Authored by phosek on Mar 5 2021, 10:49 AM.

Details

Summary

When none of the translation units in the binary have been instrumented
we shouldn't need to link the profile runtime. However, because we pass
-u__llvm_profile_runtime on Linux and Fuchsia, the runtime would still
be pulled in and incur some overhead. On Fuchsia which uses runtime
counter relocation, it also means that we cannot reference the bias
variable unconditionally.

This change modifies the InstrProfiling pass to pull in the profile
runtime only when needed by declaring the llvm_profile_runtime symbol
in the translation unit only when needed. For now we restrict this only
for Fuchsia, but this can be later expanded to other platforms. This
approach was already used prior to 9a041a75221ca, but we changed it
to always generate the
llvm_profile_runtime due to a TAPI limitation,
but that limitation may no longer apply, and it certainly doesn't apply
on platforms like Fuchsia.

Diff Detail

Event Timeline

phosek created this revision.Mar 5 2021, 10:49 AM
phosek requested review of this revision.Mar 5 2021, 10:49 AM
Herald added projects: Restricted Project, Restricted Project. · View Herald TranscriptMar 5 2021, 10:49 AM
phosek added inline comments.Mar 5 2021, 10:50 AM
llvm/lib/Transforms/Instrumentation/InstrProfiling.cpp
1138–1139

@vsk do you know why we need this function instead of just using llvm.compiler.used/llvm.used for the symbol? I used that approach for ELF and it seems to be working fine.
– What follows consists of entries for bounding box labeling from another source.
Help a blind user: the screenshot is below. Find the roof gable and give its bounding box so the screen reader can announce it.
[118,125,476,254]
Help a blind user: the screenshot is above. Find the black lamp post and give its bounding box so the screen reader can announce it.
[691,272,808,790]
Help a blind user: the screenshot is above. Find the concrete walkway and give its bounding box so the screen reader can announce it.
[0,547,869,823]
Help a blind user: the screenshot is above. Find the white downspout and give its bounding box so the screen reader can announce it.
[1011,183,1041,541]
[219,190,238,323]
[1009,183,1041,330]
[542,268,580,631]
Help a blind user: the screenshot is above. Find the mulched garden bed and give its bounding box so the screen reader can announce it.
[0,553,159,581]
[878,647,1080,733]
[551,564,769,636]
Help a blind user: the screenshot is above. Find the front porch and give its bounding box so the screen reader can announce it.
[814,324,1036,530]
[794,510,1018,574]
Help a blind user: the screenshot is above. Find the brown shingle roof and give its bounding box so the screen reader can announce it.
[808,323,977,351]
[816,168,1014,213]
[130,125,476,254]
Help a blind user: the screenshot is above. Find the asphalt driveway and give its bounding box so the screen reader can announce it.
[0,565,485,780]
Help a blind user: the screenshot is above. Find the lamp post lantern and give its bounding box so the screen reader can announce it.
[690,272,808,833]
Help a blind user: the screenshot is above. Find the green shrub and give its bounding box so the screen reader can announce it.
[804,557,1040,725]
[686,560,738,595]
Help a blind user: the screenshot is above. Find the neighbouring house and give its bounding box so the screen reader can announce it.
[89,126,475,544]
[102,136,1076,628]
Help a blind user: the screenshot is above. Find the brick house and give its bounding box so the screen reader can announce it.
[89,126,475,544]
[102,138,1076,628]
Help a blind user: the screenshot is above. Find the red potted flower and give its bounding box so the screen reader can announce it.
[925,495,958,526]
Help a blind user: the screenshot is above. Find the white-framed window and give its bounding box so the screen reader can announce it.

phosek added a comment.Mar 9 2021, 2:46 PM

@vsk do you have any thoughts on this?

vsk added a subscriber: ributzka.Mar 9 2021, 2:57 PM

@ributzka may have stronger thoughts about when -fprofile-instr-generate must imply that a known set of symbols appear with external visibility. Up until now, the answer has been "always", and this is what tapi enforces for MachO. It's awkward to have this be inconsistent between MachO/ELF, but if there's a compelling performance reason then I think it's fine.

llvm/lib/Transforms/Instrumentation/InstrProfiling.cpp
1138–1139

I don't have the context for this, since this code is from before I started working on llvm. I'm guessing, but maybe it's possible that llvm(.compiler)?.used didn't exist or work well when this code was written.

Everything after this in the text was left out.